O ambientalista também apontou que a sociedade civil na região Norte ainda não é reconhecida como um ator prioritário na gestão dos recursos hídricos, o que tem impulsionado o surgimento de movimentos autônomos e de resistência, como os dos Rios Tapajós e Santo Antônio, além da Frente do Amazonas. Essas iniciativas, que surgem à revelia da política oficial, buscam garantir a preservação de direitos, mas têm sido ignorados pelo sistema institucional. Para ele, a questão da participação social representa um desafio em todo o país, onde as distorções na construção da política de recursos hídricos indicam que, em vez de resolver problemas, a atual política favorece o uso econômico da água.

VISITA À UHE LAJEADO

Durante a programação, também houve uma visita à Usina Hidrelétrica de Lajeado, localizada no Rio Tocantins, no Estado do Tocantins, entre os municípios de Miracema e Lajeado, cerca de 60 km da capital, Palmas.

A concessionária responsável pela implantação e operação da Usina Hidrelétrica Luís Eduardo Magalhães, mais conhecida como UHE Lajeado, é a Investco S/A. A composição acionária da empresa é dominada pela EDP South América, com 73% das ações, seguida pela CEB com 20% e CPFL com 7%. A Investco detém a concessão da usina até 2035.

A UHE Lajeado opera a fio d’água e conta com 5 unidades geradoras, cada uma com 180,5 MW de capacidade, totalizando uma capacidade instalada de 902,5 MW. Com isso, a usina tem capacidade para gerar aproximadamente 4.600.000 megawatts-hora por ano, dependendo da disponibilidade média de água no Rio Tocantins.

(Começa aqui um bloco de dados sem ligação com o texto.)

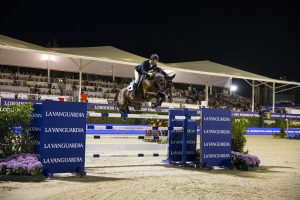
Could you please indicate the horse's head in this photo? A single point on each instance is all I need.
(157, 76)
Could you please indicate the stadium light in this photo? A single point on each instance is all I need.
(233, 88)
(48, 57)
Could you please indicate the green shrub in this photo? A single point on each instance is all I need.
(239, 140)
(12, 116)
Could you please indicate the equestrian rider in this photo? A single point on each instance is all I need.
(143, 69)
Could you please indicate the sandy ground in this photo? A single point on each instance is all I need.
(148, 178)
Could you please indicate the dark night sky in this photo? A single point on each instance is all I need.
(260, 37)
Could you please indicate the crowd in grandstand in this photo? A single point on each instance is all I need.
(38, 84)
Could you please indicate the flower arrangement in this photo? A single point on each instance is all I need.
(21, 164)
(242, 161)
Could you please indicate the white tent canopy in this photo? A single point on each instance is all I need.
(110, 61)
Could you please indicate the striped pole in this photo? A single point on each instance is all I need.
(136, 116)
(99, 127)
(140, 137)
(124, 155)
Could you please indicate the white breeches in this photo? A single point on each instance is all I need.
(136, 75)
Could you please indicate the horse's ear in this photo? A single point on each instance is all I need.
(172, 77)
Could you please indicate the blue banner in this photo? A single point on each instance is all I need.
(215, 137)
(270, 131)
(62, 140)
(177, 151)
(35, 126)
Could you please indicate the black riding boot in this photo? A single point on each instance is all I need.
(133, 92)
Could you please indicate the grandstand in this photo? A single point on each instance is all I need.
(32, 72)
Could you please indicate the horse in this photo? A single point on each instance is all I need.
(149, 89)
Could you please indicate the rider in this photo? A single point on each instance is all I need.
(143, 69)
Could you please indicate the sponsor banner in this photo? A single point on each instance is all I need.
(62, 144)
(35, 126)
(176, 137)
(6, 101)
(244, 114)
(215, 134)
(270, 131)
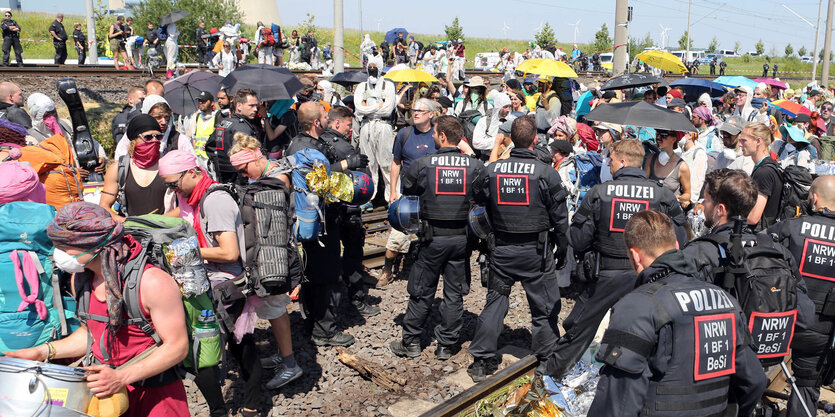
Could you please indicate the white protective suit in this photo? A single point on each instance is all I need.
(376, 133)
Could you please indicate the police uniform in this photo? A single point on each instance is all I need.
(444, 181)
(321, 294)
(351, 230)
(598, 226)
(223, 139)
(676, 346)
(811, 240)
(525, 199)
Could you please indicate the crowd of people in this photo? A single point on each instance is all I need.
(627, 218)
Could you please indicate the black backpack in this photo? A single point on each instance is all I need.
(761, 278)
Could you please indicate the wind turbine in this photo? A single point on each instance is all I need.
(576, 28)
(664, 31)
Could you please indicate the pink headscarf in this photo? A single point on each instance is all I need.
(19, 182)
(245, 156)
(177, 161)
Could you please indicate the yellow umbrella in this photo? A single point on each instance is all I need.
(662, 60)
(547, 67)
(411, 76)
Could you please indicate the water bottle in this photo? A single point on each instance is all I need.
(207, 336)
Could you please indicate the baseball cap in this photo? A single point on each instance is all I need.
(205, 96)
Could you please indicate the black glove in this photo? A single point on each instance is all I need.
(356, 161)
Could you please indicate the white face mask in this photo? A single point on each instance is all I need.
(66, 262)
(663, 158)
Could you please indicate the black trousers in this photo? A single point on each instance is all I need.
(60, 52)
(538, 276)
(8, 43)
(320, 294)
(582, 323)
(352, 236)
(246, 354)
(450, 256)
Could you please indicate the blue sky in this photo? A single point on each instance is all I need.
(745, 21)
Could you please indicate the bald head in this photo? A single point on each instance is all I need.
(822, 192)
(309, 113)
(10, 93)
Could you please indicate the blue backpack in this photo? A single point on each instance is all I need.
(584, 176)
(32, 310)
(309, 207)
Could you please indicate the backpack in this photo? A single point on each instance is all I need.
(584, 176)
(32, 310)
(761, 279)
(169, 243)
(264, 207)
(267, 38)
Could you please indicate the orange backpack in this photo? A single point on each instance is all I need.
(54, 161)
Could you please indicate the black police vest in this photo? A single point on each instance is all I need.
(619, 200)
(812, 244)
(707, 335)
(449, 181)
(516, 196)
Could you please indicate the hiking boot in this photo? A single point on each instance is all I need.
(365, 309)
(284, 376)
(271, 362)
(444, 352)
(480, 369)
(411, 350)
(338, 339)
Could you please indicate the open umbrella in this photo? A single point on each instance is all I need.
(694, 87)
(348, 78)
(642, 114)
(629, 81)
(268, 81)
(773, 83)
(546, 67)
(181, 92)
(173, 17)
(790, 107)
(663, 61)
(411, 76)
(735, 81)
(392, 35)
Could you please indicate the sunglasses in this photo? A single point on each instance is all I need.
(175, 184)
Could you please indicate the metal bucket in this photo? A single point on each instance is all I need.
(30, 388)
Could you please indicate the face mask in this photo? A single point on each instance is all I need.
(663, 158)
(146, 154)
(68, 263)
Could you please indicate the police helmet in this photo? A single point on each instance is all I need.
(479, 222)
(363, 187)
(404, 214)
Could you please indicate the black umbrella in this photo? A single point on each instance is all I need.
(625, 81)
(173, 17)
(268, 81)
(181, 92)
(348, 78)
(642, 114)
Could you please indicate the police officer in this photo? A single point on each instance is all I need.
(808, 238)
(597, 239)
(444, 181)
(526, 205)
(351, 231)
(243, 119)
(675, 346)
(728, 194)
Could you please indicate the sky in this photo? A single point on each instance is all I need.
(746, 21)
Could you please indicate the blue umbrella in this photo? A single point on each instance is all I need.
(695, 87)
(734, 81)
(392, 34)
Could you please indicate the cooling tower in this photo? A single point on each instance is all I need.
(263, 10)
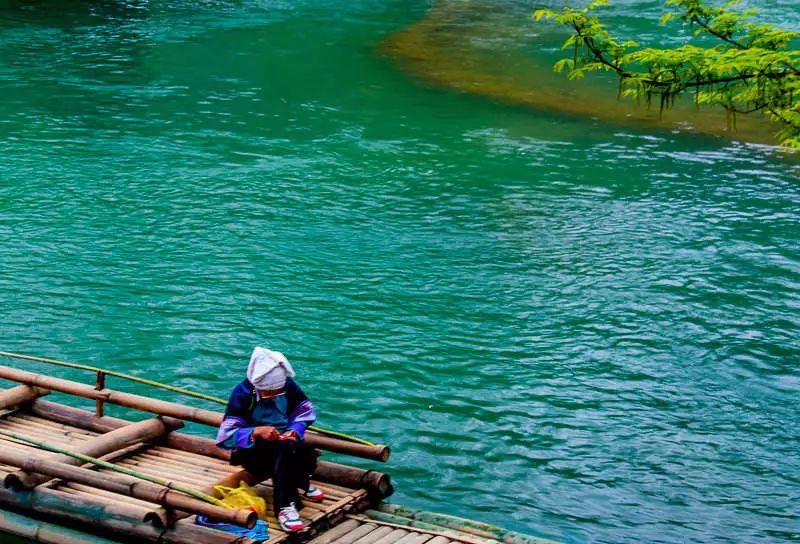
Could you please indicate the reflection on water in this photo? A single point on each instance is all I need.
(495, 49)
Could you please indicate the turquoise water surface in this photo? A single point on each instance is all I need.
(567, 328)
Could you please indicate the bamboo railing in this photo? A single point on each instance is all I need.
(378, 452)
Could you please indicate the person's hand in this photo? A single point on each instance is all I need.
(266, 433)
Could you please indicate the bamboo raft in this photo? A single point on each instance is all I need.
(60, 466)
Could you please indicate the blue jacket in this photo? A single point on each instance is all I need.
(291, 410)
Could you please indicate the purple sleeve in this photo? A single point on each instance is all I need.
(233, 434)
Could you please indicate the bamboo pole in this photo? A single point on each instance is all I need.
(111, 517)
(45, 533)
(20, 395)
(411, 538)
(383, 518)
(97, 446)
(129, 400)
(395, 535)
(340, 530)
(11, 480)
(187, 392)
(477, 528)
(378, 483)
(374, 536)
(356, 533)
(378, 452)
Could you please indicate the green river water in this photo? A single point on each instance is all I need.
(571, 328)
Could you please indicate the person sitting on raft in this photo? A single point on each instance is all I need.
(264, 424)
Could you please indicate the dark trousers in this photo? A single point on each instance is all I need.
(289, 464)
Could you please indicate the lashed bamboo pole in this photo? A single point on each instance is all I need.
(19, 395)
(114, 518)
(412, 538)
(393, 536)
(129, 400)
(378, 483)
(374, 516)
(128, 486)
(378, 452)
(11, 480)
(374, 536)
(182, 391)
(101, 445)
(477, 528)
(45, 533)
(337, 532)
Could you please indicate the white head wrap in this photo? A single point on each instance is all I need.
(268, 369)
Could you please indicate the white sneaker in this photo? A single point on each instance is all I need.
(289, 519)
(314, 494)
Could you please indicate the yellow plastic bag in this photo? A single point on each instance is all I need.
(243, 497)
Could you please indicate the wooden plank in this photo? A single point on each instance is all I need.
(392, 537)
(410, 538)
(355, 534)
(340, 530)
(374, 536)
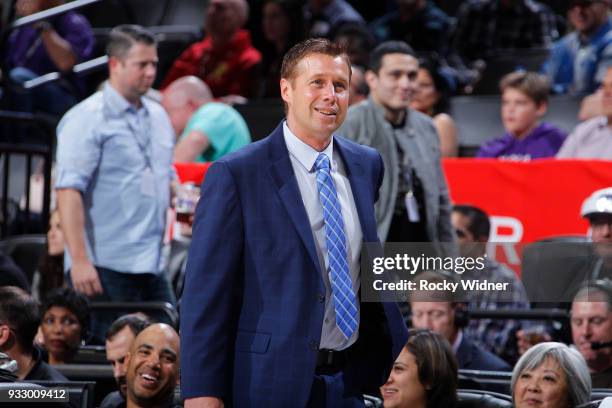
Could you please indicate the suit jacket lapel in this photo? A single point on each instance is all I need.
(289, 192)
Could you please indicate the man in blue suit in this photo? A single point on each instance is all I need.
(270, 315)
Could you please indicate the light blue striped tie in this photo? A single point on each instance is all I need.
(345, 303)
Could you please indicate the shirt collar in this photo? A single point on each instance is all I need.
(458, 341)
(304, 153)
(117, 104)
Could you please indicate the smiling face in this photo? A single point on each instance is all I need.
(153, 365)
(403, 388)
(395, 83)
(275, 23)
(435, 316)
(543, 387)
(317, 98)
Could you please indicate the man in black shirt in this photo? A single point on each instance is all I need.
(19, 319)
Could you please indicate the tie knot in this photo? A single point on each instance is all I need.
(322, 162)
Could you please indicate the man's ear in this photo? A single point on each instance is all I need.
(286, 89)
(5, 335)
(371, 79)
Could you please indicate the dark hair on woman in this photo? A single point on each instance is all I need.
(51, 268)
(71, 300)
(436, 366)
(441, 83)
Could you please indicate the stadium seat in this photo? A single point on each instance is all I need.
(80, 393)
(493, 381)
(552, 271)
(480, 399)
(26, 251)
(159, 311)
(98, 374)
(90, 354)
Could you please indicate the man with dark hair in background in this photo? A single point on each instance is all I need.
(578, 61)
(19, 320)
(414, 203)
(270, 315)
(114, 169)
(591, 321)
(472, 227)
(119, 339)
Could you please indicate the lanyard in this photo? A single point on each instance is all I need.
(143, 130)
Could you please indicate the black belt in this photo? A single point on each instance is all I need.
(332, 361)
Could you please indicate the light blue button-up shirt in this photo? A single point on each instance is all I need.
(120, 158)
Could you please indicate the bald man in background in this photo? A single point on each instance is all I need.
(207, 130)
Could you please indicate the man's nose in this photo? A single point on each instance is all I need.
(329, 91)
(150, 70)
(118, 370)
(533, 385)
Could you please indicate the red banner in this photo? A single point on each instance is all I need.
(528, 201)
(191, 172)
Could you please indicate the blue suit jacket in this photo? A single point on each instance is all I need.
(253, 305)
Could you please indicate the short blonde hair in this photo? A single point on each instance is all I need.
(535, 86)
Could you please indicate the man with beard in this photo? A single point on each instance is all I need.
(119, 339)
(153, 368)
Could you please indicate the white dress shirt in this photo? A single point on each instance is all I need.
(303, 158)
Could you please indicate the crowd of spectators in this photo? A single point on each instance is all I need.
(114, 176)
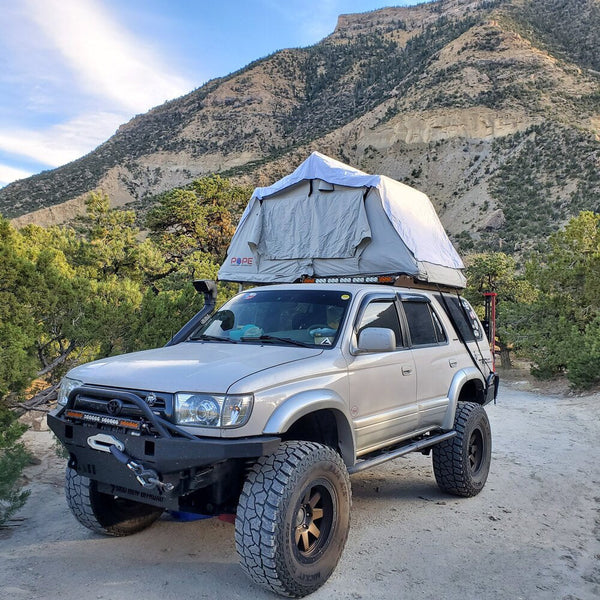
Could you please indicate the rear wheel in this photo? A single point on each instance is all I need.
(462, 463)
(293, 518)
(104, 513)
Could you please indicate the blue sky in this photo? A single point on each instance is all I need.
(72, 71)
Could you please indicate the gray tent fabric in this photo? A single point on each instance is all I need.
(310, 228)
(328, 219)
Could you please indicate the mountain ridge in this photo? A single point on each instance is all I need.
(442, 96)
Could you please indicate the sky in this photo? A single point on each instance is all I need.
(72, 71)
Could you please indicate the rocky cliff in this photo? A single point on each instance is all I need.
(490, 107)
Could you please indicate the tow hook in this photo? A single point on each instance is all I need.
(147, 478)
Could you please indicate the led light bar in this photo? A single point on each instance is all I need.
(353, 279)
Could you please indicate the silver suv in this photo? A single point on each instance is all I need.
(264, 409)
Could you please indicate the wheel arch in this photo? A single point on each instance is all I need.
(317, 416)
(467, 386)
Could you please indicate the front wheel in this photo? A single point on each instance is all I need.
(293, 518)
(462, 463)
(104, 513)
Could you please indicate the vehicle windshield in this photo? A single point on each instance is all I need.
(300, 317)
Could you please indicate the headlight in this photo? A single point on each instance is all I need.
(66, 386)
(211, 410)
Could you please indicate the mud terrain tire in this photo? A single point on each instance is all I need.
(462, 463)
(103, 513)
(293, 518)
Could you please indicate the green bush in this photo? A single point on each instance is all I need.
(13, 458)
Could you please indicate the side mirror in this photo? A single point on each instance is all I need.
(208, 287)
(376, 339)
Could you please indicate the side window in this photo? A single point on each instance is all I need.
(423, 323)
(463, 317)
(381, 313)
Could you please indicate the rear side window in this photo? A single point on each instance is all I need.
(463, 317)
(423, 324)
(381, 313)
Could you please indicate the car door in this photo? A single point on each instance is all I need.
(436, 360)
(382, 384)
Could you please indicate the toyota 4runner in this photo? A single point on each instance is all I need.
(263, 409)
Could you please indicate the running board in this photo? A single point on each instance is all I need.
(414, 447)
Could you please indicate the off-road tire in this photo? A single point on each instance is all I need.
(293, 518)
(103, 513)
(462, 463)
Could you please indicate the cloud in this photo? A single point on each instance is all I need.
(104, 57)
(8, 174)
(62, 143)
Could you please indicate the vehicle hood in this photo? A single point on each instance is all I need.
(189, 366)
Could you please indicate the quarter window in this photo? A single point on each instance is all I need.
(423, 324)
(381, 313)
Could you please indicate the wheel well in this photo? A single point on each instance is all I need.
(319, 426)
(325, 426)
(472, 391)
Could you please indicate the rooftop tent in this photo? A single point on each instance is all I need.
(328, 219)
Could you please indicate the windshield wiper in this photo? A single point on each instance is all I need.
(274, 338)
(211, 338)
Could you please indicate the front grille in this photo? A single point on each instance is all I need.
(114, 407)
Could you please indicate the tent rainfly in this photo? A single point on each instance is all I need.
(327, 219)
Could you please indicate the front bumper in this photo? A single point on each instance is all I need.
(185, 462)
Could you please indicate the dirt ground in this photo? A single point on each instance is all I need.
(532, 533)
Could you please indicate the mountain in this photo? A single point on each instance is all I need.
(492, 108)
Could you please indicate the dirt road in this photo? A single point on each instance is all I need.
(533, 533)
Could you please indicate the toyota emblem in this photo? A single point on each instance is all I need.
(114, 407)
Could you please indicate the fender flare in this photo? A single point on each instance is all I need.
(299, 405)
(458, 382)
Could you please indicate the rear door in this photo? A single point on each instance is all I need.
(382, 384)
(436, 360)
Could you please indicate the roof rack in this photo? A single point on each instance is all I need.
(395, 279)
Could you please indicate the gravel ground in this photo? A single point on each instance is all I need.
(532, 533)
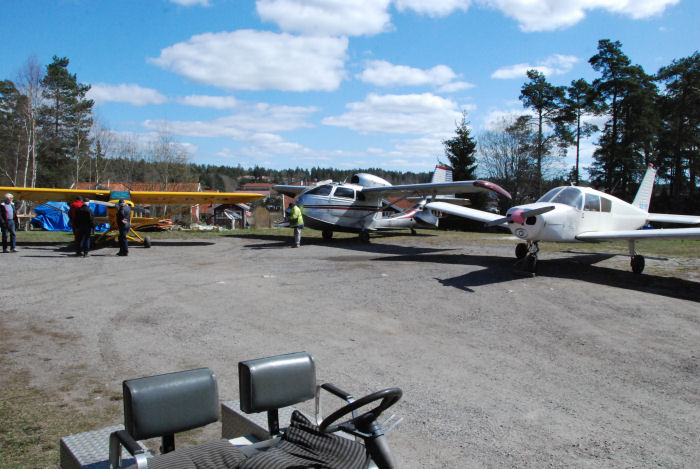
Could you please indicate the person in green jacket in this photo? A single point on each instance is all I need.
(296, 221)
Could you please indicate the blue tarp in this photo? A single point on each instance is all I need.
(53, 216)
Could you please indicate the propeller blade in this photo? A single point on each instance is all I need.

Durante sua visita à usina, Thereza Christina compartilhou suas considerações sobre a experiência, destacando aspectos importantes como a questão da outorga, o funcionamento da escada de peixes e a impressionante beleza do lago. “Três pontos chamaram minha atenção. O primeiro é que a UHE não possui outorga. O segundo se refere à escada de peixe, um mecanismo crucial para monitorar a transposição de peixes – um dos maiores desafios em empreendimentos hidrelétricos – que, no entanto, encontra-se fechada. Após quatro anos de estudos, concluiu-se que o mecanismo não estava cumprindo a sua função. Confesso que gostaria de ter recebido mais informações sobre esses dois pontos. Por fim, o que realmente me impressionou foi a beleza do rio, especialmente a cor da água,” afirmou.

DESAFIOS E CAMINHOS PARA O FUTURO

O 1º Encontro Regional de Comitês de Bacias Hidrográficas do Norte evidenciou o esforço dos comitês da região na busca por soluções integradas para a gestão das águas, ao mesmo tempo em que expôs os desafios da participação social. Isso ressalta a necessidade de maior inclusão da sociedade civil nos processos decisórios para garantir uma gestão hídrica mais justa e eficaz. Além disso, é essencial fortalecer as políticas públicas de preservação e gestão dos recursos hídricos, considerando as mudanças climáticas e os desafios globais emergentes.